Attanucci (1974), in a survey of commuter carpooling in Boston, places the percentage between 25-45%, with co-workers representing another 50-70%. Kendall (1975), in a survey of Boston commuters found that 35% of carpools were intra-household. However, recent sources place the percentage of commuting involving family members much higher. Pisarski (2006) suggests the percentage is closer to 80% but provides no supporting evidence. Li (2007) in a survey of Texas carpoolers found that approximately 65% were family members, with co-workers representing another 30%. Morency (2007) using survey data from Montreal, Canada found that 82% of carpoolers were family members with another 9% representing co-workers.
Note that the Attanucci and Kendall surveys, while several decades earlier, were surveys of commuter carpoolers specifically, and found a much lower share of household members and a much higher share of co-workers. The Li and Morency surveys focused on all trip types and found much higher intra-household participation.
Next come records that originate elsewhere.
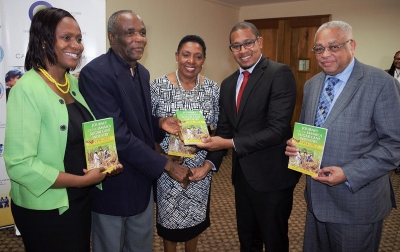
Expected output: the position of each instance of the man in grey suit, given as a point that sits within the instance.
(352, 194)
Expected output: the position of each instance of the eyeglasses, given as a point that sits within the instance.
(320, 49)
(247, 45)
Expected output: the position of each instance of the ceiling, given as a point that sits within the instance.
(241, 3)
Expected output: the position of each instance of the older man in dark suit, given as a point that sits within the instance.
(116, 85)
(256, 106)
(352, 194)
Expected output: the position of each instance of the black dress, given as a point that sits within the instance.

Intuitively, it is expected that commuting trips would involve smaller percentages of family members than trips for other purposes. Carpool statistics from MIT tend to support this; approximately 59 of 234 employees (25%) with registered carpool parking permits are family members. Note that this percentage is an understatement of true “fampools” at MIT, because employees that are dropped off at campus by a family member cannot be identified through parking permit registration. However, the statistics certainly suggest that “fampooling” for commuting trips is much lower than the 65-80% quoted elsewhere.
Beyond considerations of trip type, it is clear that the percentage of carpooling occurring between unknown participants is rare; Attanucci (1974) found 3%, Li (2007) found 3-5% and Morency (2007) found approximately 9%.